En Arles
Dans Arle, où sont les Aliscams,
Quand l'ombre est rouge sous les roses,
Et clair le temps,
Prends garde à la douceur des choses.
Lorsque tu sens battre sans cause
Ton cœur trop lourd ;
Et que se taisent les colombes :
Parle tout bas, si c'est d'amour,
Au bord des tombes.
Très connu, presque trop. Proverbial, même. Et pourtant si beau ; toujours frais. On pourrait en dire (on en a déjà dit) bien des choses : la douceur, l'allusion, la délicatesse, l'effleurement, le parallèle entre la légèreté du texte et la légèreté de sa signification (légèrement perverse), son caractère insinuant, etc. Ou, un peu plus technique, les procédés, les oppositions (un cimetière qui n'est pas marin, mais doté néanmoins de colombes et de tombes...), les habiles échos de consonnes (Arles / parle), les croisements de mètres, etc.
Juste un aspect, dont je ne sais s'il a été remarqué : certaines sonorités qui brillent par leur absence, ou quasi-absence. Deux minuscules "i", jamais sur une tonique, presque effacés donc. Trois "è", dont un estompé. Un seul "u", lui aussi glissé en atone express. Deux "eur", placés, quant à eux, de façon assez saillante. Quelques "é" et "e" muets peu significatifs.

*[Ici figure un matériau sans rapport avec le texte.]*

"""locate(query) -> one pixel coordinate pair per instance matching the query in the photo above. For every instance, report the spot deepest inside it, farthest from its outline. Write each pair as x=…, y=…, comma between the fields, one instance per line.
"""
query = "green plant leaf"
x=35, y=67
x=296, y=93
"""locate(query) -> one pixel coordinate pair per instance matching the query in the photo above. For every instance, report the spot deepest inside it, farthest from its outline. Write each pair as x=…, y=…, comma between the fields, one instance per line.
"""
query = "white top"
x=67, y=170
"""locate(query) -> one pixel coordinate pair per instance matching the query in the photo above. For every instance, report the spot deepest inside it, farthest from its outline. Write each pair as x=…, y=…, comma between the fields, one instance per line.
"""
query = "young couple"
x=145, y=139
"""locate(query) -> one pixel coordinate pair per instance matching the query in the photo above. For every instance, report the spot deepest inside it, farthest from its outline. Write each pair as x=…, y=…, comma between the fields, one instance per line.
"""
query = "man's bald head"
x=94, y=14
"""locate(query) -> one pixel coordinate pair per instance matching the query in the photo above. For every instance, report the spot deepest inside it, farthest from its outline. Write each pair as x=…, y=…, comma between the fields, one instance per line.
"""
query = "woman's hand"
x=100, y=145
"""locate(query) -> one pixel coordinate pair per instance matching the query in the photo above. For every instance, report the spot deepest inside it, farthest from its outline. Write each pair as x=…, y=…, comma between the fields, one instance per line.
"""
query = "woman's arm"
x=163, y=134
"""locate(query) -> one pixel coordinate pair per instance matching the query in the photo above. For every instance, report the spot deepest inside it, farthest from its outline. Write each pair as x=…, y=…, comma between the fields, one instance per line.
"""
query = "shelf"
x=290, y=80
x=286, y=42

Que reste-t-il alors : une manifeste, une éclatante surreprésentation des A, AN, et des O, OU, ON. Relire en fonction de cela : on est presque assourdi par l'insistance de ces deux familles, et la fréquence de leur positionnement en toniques.
Outre la rime annexée "cancan" des vv. 1-2, outre l'étonnant (quasi-hindou) "prangardala" du v. 4, pourtant réputé très fluide, on met aussi en relief l'insistante pulsation cardiaque des iambes (tac poum) et des péons IV (tac tac tac poum), ce qui revient au même quant aux effets affectifs (ou physiques, mais est-ce différent ?). Chaque vers de 4 est fait de 2 iambes ; rien n'est plus cardiaque.
Par la conjugaison du rythme des syllabes et de la couleur des voyelles, on a donc un cœur qui bat, et surtout une gamme très défective, une palette très réduite, qui opèrent comme ferait un filtre coloré, ou un révélateur chimique : des variations phoniques sur le mot AMOUR. Un poème d'amour saturé du mot "amour" et du cœur battant.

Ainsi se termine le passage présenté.